設計は小森工務店。設計から施工、左官までこなすオールラウンダー。現代風に言うと「アーキテクトビルダー」ですが、「いわゆる昔の棟梁ですね(笑)」と小森さん。出し桁、渡り顎工法など伝統的な日本の木造組み手で仕上げています。
自然素材が好きな建主様とそれを得意とする工務店との出会いは奇跡でした。壁はワラ入り砂漆喰で、部屋により仕上げを変え表情を作り、無垢の木も杉、桧、カラマツ、桂、さわら、ケヤキ、タモ、サクラなど適材適所に配し、漆喰、木材で仕上げることで調湿効果も高めています。また軒を大きく設けたことで外部木部がなるべく雨に当たらないようにしています。

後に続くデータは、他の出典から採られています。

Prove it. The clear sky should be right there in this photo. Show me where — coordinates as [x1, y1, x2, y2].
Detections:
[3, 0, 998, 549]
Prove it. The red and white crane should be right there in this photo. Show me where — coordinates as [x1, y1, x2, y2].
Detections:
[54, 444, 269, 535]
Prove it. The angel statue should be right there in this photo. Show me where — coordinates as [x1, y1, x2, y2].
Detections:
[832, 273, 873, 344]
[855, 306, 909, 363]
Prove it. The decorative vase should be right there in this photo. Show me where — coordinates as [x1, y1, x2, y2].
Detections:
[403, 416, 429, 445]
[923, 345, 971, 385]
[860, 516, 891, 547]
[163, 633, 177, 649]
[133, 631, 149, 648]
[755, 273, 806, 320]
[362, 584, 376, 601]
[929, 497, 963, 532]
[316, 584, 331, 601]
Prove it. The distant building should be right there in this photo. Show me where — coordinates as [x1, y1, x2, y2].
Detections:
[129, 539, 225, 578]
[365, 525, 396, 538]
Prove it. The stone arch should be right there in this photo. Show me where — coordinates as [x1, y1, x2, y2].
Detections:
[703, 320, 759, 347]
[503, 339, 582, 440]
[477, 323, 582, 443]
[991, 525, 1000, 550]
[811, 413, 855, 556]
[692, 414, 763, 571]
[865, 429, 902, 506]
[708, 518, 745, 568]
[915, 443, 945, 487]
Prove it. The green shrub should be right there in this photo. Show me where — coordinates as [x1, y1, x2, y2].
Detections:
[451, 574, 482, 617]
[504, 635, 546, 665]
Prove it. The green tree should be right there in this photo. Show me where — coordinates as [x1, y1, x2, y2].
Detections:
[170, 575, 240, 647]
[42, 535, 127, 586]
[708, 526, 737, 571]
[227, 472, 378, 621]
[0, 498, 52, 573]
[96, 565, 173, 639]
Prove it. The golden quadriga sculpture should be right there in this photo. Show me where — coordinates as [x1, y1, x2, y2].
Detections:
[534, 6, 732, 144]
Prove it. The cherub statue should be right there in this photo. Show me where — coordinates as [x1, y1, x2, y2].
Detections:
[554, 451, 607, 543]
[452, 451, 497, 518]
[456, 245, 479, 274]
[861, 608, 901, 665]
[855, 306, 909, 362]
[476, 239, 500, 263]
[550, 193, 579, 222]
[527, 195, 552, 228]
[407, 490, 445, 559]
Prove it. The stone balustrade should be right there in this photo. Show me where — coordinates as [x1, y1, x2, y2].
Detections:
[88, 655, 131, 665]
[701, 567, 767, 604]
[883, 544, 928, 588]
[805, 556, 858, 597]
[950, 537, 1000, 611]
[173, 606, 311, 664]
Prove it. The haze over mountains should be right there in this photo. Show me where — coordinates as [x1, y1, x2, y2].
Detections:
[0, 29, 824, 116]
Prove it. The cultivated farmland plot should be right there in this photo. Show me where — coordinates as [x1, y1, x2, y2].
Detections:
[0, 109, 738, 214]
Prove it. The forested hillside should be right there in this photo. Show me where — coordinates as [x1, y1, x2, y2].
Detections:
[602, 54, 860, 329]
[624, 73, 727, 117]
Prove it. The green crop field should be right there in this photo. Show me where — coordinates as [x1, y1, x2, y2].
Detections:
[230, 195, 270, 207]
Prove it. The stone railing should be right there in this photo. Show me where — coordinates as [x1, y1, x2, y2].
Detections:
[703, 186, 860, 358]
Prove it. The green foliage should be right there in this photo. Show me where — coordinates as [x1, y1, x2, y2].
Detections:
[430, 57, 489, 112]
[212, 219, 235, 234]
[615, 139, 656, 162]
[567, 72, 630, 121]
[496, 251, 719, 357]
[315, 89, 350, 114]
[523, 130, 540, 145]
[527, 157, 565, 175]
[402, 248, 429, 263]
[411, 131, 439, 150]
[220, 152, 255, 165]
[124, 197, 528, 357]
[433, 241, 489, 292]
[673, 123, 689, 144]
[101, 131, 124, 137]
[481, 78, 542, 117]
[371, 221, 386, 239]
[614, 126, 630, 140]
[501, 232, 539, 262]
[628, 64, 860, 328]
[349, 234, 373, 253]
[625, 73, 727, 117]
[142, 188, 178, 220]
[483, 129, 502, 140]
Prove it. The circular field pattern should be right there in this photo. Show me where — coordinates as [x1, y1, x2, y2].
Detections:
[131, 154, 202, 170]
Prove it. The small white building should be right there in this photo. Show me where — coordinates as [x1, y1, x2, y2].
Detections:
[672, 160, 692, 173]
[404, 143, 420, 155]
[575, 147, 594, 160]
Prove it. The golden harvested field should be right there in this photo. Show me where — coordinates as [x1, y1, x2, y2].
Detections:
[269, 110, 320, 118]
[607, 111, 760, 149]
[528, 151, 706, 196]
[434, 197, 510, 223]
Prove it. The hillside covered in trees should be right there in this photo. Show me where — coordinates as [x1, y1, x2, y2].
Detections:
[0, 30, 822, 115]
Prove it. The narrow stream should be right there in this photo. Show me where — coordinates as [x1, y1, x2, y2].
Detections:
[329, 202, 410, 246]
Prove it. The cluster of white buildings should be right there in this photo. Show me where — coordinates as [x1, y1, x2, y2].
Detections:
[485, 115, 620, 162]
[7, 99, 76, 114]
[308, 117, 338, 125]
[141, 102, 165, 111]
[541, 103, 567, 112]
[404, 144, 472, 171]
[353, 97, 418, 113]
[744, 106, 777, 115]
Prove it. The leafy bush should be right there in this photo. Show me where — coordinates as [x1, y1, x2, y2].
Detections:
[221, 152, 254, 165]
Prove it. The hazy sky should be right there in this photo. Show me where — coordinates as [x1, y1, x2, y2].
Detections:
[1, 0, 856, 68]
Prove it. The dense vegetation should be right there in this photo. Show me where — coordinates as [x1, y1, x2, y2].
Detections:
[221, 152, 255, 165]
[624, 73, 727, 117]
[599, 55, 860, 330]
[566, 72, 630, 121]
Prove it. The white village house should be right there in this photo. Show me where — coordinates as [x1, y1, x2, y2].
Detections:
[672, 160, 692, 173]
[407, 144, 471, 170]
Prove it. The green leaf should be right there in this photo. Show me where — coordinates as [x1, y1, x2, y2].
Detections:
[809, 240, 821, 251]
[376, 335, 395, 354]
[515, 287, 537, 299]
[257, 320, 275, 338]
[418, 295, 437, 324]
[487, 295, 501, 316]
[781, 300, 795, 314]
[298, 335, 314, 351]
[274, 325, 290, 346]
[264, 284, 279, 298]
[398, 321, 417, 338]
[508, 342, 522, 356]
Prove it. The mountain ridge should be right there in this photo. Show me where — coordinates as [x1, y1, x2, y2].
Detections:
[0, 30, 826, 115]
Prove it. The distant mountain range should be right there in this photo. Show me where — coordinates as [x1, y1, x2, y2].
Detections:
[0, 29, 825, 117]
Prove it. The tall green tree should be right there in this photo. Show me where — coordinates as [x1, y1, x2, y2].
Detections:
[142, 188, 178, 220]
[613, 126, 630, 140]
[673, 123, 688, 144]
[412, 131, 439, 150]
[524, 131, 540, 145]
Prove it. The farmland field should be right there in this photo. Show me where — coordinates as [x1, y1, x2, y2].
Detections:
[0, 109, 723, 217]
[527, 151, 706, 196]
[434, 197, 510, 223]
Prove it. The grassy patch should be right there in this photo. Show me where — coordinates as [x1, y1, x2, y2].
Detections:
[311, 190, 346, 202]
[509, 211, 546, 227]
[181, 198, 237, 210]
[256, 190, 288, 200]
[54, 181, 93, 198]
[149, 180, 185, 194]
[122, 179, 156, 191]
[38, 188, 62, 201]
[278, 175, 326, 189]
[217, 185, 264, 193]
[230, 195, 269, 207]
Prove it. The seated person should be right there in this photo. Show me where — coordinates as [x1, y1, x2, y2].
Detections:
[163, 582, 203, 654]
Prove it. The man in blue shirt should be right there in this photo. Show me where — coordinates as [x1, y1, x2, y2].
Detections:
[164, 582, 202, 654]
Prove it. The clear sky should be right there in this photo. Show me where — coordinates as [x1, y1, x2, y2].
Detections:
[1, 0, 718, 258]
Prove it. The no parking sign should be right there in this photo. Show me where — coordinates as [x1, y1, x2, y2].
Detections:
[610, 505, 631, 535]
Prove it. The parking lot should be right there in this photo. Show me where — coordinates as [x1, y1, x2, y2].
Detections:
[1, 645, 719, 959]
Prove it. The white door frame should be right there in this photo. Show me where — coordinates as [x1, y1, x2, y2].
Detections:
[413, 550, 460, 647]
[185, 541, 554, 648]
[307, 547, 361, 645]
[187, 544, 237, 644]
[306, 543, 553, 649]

自然素材と昔からの知恵を大切に、出来るだけ設備に頼らず光と風を効率よく取り込みながら快適に過ごせるように、との思いを設計から施工まで貫いています。間取りも回遊したり上下したり工夫が一杯で、人も光も風も季節もぐるぐる廻るお住まいです。
暖房は基礎に温水を流しコンクリートに蓄熱した輻射熱を利用しています。階段を中心に回遊動線。
玄関。型波ガラスの後はダイニング。気配を感じられます(写真左)。二世帯住宅で、祖父母用の二間続きの和室(写真右)。
リビングの壁は一部土壁仕上げ(写真左)。台所後のキッチン庫。その後に小川が流れる(写真右)。
木で造作した水周り。左より脱衣所(床:桧)、洗面所、トイレ(床:カラマツ)。
2階の階段周り。ロフト部分は子供部屋より続いています(写真左)。 ロフト付の2階子供部屋(写真右)。
子供部屋のロフトは子供部屋同士つながります。開閉する高窓で採光と換気を促します(写真左)。勉強部屋&書斎。小さな隠れ部屋も(写真右)。
子供部屋のロフトから階段側を見下ろしたところ。2階の壁はアール形状を取り入れ左官とともにあたたかな雰囲気。
日差しをコントロールする2階バルコニーの深い軒。大工になりたかった小森さん。
カラマツの木部とガルバリウム、そして周囲の緑が調和のある景観を作り出しています。